The Antwerp World Diamond Centre (AWDC) is a public/private corporation, officially representing and coordinating the Antwerp diamond sector. It is located in the heart of Antwerp in the Hoveniersstraat. The chief executive officer of AWDC was Ari Epstein. He resigned in April 2024. The Diamond office facilitates the import and export of diamonds in and out of Antwerp. This is primarily done through marketing campaigns, services, conferences, trade fairs, economics missions, and various other ways. The World Diamond Center is home to all of the major diamond mining companies, which discover diamonds for over 1,800 individual diamond dealers across the globe. Other groups that aid in development, protection, and processing of these diamonds include diamond banks, insurance brokers, forwarders, best polishers, and researchers. It is acknowledged as the diamond capital of the world.

==History==

In October 1973, the AWDC was established as the Hoge Raad voor Diamant (HRD), or Diamond High Council, by the Belgian government and diamond industry representatives. Their mission was to protect and promote the diamond sector in Belgium. It also had a commercial branch to issue certificates. In 2007, the Diamond High Council was restructured and split up in two different enterprises.

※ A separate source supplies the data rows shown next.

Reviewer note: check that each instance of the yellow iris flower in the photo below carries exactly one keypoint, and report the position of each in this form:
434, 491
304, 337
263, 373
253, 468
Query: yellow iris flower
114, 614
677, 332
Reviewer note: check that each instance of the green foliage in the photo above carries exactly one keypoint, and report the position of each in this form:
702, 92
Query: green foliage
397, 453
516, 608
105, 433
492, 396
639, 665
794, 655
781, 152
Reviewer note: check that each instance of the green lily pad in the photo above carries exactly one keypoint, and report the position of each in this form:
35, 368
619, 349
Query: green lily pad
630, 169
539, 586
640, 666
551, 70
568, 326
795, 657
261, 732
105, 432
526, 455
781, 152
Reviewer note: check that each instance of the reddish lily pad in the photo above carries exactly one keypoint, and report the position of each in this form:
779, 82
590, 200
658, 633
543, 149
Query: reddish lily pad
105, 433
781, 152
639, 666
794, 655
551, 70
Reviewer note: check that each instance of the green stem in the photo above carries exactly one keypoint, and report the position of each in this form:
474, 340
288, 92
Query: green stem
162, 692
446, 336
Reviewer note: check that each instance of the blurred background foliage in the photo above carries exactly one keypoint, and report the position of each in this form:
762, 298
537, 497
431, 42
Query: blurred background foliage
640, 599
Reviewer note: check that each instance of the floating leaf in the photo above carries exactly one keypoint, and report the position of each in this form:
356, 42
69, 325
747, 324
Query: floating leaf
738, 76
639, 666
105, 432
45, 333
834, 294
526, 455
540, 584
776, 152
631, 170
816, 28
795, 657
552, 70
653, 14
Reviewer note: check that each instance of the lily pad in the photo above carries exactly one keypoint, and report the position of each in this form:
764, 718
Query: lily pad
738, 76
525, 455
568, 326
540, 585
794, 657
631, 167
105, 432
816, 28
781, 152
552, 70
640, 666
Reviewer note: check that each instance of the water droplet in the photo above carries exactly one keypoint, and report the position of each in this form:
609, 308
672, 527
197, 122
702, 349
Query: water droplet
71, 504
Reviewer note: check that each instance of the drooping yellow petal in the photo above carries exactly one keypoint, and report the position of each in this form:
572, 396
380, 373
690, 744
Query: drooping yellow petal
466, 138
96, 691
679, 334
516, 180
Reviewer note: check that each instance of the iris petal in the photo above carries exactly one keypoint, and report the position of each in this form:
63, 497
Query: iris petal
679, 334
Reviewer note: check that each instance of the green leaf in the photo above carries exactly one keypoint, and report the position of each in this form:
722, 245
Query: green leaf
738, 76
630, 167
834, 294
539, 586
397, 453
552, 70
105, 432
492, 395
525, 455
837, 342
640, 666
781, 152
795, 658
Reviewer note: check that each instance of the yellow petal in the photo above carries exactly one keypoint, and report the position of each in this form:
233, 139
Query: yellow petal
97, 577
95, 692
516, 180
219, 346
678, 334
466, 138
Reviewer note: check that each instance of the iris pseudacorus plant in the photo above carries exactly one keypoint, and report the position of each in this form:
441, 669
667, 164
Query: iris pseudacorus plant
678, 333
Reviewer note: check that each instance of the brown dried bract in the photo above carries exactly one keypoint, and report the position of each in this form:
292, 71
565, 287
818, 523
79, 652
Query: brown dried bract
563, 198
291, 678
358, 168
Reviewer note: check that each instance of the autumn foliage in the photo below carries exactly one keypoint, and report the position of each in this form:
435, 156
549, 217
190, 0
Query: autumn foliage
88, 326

One of them, the Antwerp World Diamond Centre (AWDC), a private foundation, is responsible for the representation of the collective interests of the Belgian diamond industry domestically and abroad. It also promotes Antwerp as the global capital of the diamond industry. The second, HRD Antwerp, a completely independent subsidiary of AWDC, is a commercial organization with six different branches: Diamond Lab, Precious Stones Lab, Research, Education, Graduates Club and Equipment.

==The Diamond Office==
The Diamond Office is a government authorized service providing body, established in 1945, enabling the post-war diamond industry to quickly pick up again. The Diamond Office uses a unique model for import and export procedures: one-stop import & export clearing.